EDIT
@Zeta has pointed out one fact, which I did not consider relevant and thus I didn't
mention it. If you implemented the original Binet's formula \$\frac{\phi^n-\psi^n}{\sqrt5}\$,
and your function returned double or float instead of an integer type such as int
or float, you would see that the result is incorrect due to floating-point errors.
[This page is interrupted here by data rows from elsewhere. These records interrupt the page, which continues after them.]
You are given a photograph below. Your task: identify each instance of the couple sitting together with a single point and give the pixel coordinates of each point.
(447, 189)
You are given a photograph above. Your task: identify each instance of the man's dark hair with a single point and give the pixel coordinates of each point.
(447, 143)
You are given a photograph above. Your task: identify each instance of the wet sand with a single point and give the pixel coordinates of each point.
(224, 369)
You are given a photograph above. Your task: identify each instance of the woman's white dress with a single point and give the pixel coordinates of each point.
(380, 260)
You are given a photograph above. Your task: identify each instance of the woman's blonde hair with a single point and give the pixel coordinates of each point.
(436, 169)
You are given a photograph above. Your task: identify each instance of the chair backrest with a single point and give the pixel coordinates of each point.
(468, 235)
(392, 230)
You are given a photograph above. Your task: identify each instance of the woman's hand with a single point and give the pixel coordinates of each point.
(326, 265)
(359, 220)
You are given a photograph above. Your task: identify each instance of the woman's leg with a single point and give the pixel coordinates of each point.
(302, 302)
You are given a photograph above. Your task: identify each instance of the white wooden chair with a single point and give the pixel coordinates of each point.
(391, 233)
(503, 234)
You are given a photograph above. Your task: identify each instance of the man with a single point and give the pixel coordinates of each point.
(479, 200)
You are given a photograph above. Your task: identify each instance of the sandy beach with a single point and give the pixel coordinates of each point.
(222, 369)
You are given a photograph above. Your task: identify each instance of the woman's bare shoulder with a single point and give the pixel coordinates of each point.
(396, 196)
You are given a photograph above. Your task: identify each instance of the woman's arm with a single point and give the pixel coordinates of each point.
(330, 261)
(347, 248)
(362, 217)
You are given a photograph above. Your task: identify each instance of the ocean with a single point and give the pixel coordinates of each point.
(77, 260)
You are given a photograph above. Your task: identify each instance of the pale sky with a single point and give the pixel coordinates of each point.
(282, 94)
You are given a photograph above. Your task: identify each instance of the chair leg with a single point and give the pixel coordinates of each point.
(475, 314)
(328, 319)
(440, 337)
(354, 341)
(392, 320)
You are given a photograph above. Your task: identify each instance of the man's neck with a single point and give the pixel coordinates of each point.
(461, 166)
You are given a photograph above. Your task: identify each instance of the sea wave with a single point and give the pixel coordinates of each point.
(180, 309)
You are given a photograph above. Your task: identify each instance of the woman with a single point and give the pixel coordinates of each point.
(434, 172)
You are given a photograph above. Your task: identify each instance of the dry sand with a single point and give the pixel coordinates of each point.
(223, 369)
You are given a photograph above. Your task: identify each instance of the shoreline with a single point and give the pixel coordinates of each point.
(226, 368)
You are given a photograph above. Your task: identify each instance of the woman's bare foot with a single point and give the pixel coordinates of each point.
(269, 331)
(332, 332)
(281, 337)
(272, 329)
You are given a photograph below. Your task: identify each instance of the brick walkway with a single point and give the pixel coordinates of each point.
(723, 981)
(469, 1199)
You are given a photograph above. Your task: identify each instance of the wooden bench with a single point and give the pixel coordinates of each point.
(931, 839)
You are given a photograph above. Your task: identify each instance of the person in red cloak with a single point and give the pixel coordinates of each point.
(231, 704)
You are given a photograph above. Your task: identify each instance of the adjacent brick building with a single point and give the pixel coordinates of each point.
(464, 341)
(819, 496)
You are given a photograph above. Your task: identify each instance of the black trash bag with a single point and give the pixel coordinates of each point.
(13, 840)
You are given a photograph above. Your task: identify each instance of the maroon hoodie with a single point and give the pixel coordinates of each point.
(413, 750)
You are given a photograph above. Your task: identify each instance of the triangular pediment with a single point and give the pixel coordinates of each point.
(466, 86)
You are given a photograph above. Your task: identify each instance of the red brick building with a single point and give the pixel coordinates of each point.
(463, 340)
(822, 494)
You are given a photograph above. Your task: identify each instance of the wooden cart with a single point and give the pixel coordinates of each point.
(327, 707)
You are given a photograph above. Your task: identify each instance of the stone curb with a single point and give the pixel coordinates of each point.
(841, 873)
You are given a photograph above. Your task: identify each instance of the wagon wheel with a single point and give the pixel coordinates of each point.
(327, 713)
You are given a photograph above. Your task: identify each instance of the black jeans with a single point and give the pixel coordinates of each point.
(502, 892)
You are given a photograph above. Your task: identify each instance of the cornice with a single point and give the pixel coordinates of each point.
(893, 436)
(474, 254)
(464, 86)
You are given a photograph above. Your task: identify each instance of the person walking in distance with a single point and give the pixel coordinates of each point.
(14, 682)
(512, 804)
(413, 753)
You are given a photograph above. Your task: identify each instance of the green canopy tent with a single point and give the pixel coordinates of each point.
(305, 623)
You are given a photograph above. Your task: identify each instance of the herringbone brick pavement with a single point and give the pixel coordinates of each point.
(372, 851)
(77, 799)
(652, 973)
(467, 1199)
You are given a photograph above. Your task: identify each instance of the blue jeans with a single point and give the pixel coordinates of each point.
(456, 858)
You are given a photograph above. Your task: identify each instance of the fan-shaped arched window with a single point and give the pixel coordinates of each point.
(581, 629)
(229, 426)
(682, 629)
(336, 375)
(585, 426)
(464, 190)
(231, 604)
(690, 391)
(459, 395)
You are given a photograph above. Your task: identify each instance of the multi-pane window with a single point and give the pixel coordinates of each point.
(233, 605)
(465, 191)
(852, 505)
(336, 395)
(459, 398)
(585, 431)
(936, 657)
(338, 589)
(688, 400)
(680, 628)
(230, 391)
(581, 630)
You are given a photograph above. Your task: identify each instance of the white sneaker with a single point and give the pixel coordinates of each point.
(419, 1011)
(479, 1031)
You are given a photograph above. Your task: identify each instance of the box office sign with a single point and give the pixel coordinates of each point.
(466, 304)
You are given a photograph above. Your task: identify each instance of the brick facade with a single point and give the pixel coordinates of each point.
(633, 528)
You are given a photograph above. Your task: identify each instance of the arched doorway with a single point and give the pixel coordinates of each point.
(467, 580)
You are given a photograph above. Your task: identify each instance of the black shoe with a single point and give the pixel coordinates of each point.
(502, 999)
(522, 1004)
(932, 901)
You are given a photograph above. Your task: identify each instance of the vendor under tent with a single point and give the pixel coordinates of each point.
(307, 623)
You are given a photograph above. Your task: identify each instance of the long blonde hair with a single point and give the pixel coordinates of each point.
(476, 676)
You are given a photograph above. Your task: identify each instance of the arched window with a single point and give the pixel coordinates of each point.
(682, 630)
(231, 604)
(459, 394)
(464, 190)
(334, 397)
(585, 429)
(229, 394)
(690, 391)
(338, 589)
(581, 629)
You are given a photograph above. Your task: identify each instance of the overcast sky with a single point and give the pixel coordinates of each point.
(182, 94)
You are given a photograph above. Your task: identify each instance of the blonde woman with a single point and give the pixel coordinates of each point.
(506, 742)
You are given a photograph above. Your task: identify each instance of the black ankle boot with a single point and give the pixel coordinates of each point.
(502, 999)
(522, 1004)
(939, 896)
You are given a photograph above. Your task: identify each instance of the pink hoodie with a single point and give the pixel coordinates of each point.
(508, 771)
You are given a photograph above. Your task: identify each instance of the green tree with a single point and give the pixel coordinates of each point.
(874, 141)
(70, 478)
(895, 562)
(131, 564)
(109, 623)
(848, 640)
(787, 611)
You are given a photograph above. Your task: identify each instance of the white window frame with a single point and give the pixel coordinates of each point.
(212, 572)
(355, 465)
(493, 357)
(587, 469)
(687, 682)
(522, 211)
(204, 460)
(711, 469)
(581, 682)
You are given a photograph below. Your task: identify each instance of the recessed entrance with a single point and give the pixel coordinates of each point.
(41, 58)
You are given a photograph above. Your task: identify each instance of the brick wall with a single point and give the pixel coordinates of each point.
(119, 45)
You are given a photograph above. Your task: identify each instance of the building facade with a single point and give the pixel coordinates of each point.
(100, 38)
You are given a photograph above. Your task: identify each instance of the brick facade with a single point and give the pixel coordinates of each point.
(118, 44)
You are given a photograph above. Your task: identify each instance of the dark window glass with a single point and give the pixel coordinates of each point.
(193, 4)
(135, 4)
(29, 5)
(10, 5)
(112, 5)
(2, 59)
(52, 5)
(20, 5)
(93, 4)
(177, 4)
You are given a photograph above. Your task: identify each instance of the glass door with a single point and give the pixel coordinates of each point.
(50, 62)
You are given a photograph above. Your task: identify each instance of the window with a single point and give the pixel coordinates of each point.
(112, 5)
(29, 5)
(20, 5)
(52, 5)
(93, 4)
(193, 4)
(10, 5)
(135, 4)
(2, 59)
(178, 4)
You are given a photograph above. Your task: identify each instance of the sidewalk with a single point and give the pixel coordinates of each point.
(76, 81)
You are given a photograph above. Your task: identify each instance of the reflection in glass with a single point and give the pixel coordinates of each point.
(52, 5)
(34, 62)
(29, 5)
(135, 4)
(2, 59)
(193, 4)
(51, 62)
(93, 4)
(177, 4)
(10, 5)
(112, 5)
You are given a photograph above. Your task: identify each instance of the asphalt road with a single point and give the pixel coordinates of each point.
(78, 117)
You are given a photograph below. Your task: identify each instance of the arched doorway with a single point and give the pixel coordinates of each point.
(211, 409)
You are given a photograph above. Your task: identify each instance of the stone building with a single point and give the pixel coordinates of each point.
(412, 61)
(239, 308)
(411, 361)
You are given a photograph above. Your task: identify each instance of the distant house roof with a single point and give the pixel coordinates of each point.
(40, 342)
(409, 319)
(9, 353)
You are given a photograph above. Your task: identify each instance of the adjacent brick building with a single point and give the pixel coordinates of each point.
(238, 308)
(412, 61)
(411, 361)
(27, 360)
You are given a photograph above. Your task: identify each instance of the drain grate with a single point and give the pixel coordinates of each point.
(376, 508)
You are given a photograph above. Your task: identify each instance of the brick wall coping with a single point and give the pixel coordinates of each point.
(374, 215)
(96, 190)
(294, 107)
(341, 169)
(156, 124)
Here's an illustration of how incorrect the result would be:
actual value [long] Binet's formula [double]
3 3.0000000000000004
5 5.000000000000001
8 8.000000000000002
⋮ ⋮
498454011879264 498454011879265.2
\$498\ 454\ 011\ 879\ 264\ \$ is the first number for which the integral part of both
results is not equal. If the rounding version is used, the result is incorrect starting
with the previous tern \$308\ 061\ 521\ 170\ 129\$.
This is not a problem in this scenario, since we only need Fibonacci numbers which are less
or equal to \$4\ 000\ 000\$. Moreover the function given above returns an int, which can
only hold the maximum value of \$2^{31}-1\$, which is \$2\ 147\ 483\ 647\$ — well out of danger.
I would post a link to a now-classical paper by David Goldberg,
What Every Computer Scientist Should Know About Floating-Point Arithmetic.
But since it's not just some easy wikipedia-style reading, I doubt anybody would actually
read it. It's no problem to google it if you're interested.
So now we know how to calculate the index of the last Fibonacci number in our sum.
Note
Note that \$1\$ occurs in the sequence twice, but obviously this method can produce only one index.